In an attempt to show you the birth of vision 2020, I used the vision 2020 document itself and also gathered information from relevant policy makers who know the origins of the whole idea and below is how Rwanda’s vision 2020 came into existence.
In 1998-1999, the Office of the President of the Republic of Rwanda launched national reflection sessions on the future of Rwanda.
The sessions were held in Village Urugwiro.

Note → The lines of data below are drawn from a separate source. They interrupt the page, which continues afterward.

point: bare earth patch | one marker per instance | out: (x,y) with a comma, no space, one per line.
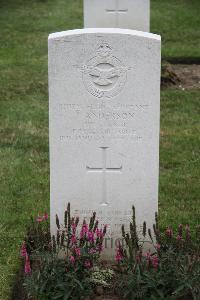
(181,76)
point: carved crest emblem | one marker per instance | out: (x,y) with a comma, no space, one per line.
(104,75)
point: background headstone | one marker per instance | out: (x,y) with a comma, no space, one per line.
(129,14)
(104,94)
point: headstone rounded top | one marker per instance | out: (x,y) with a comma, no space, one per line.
(141,34)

After successful efforts in breaking the cycle of violence that had blighted Rwanda for 50 years, culminating in the horrifying genocide, the Government of National Unity felt the time had come for us, Rwandans, to start thinking about what kind of Nation we wanted in the future.

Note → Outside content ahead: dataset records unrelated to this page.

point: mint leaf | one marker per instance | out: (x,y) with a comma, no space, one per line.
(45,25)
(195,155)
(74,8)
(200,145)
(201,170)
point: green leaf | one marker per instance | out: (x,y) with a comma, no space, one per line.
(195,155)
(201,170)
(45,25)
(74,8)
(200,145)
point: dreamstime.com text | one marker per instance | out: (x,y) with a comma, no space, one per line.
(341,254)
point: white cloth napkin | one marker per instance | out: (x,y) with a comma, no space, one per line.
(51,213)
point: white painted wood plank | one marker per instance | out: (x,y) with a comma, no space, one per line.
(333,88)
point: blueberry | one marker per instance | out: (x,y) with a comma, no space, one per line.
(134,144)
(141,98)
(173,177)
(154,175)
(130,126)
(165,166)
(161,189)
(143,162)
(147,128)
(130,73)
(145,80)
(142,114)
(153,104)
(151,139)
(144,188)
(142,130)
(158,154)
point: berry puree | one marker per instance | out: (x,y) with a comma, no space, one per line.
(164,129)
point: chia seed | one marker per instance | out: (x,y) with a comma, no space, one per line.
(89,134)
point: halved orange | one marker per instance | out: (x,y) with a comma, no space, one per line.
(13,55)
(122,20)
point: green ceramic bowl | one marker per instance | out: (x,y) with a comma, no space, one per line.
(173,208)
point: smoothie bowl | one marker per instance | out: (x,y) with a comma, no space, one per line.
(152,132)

After extensive consultations, Government drafted a document called VISION 2020. This draft document was presented to a large cross-section of Rwandan society who took part in its amendment and validation.
The final result is the current document, in which a long-term development path for Rwanda is outlined and ambitious goals to be reached by the year 2020 are formulated.

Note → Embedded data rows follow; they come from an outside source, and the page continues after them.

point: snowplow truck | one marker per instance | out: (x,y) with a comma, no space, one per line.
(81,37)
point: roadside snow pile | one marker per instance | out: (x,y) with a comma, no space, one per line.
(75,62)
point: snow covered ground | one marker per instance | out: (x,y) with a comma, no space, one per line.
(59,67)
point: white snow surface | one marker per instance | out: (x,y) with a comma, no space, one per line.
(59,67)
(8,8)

VISION 2020 is a framework for Rwanda’s development, presenting the key priorities and providing Rwandans with a guiding tool for the future. It supports a clear Rwandan identity, whilst showing ambition and imagination in overcoming poverty and division.
The Rwandan Government, together with its partners, donors, civil society organisations and the private sector, is now in the process of formulating more detailed sectoral plans in order to attain the goals of VISION 2020.
The Vision expresses the aim of attaining per capita income of a middle-income country in an equitable way, and the aspiration to become a modern, strong and united nation, without discrimination among its citizens.
Six priority pillars and three cross-cutting areas were identified. The six pillars are: Good governance and a capable state; Human Resource development and a knowledge based economy; Private sector-led development; Infrastructure development; Productive high value and a market oriented agriculture; and Regional and International integration.
The three cross cutting areas are Gender; Natural resource; and the environment
Science, Technology and ICT
The development of which will be crucial for making the necessary long term transformations in Rwandan society happen and thus attaining the goals outlined above.
The crucial task ahead of us is to make these key pillars and cross-cutting areas move in tandem.
It is thus envisaged that in the short run, an effective state needs to be built, capable of formulating and implementing policies that will lay the foundation for private sector led growth.
A conducive environment will be built to enable Rwanda’s economy to diversify into the secondary and tertiary sectors, whilst in the long run an entrepreneurial middle class will take over the main thrust of Rwanda’s development effort from the State and foreign donors.
At the core of our development process will be what constitutes Rwanda’s principal asset: its people.
Human resources will be improved, so that Rwanda can become a knowledge-based economy. In particular, we will actively encourage science and technology education and ICT skills, which will also help in addressing the fact that our country is landlocked.
Whilst another cross-cutting areas; gender equality and environmental and natural resource management, are goals to be pursued in their own right, they will also contribute to the development of the other pillars and the overall goals of the VISION.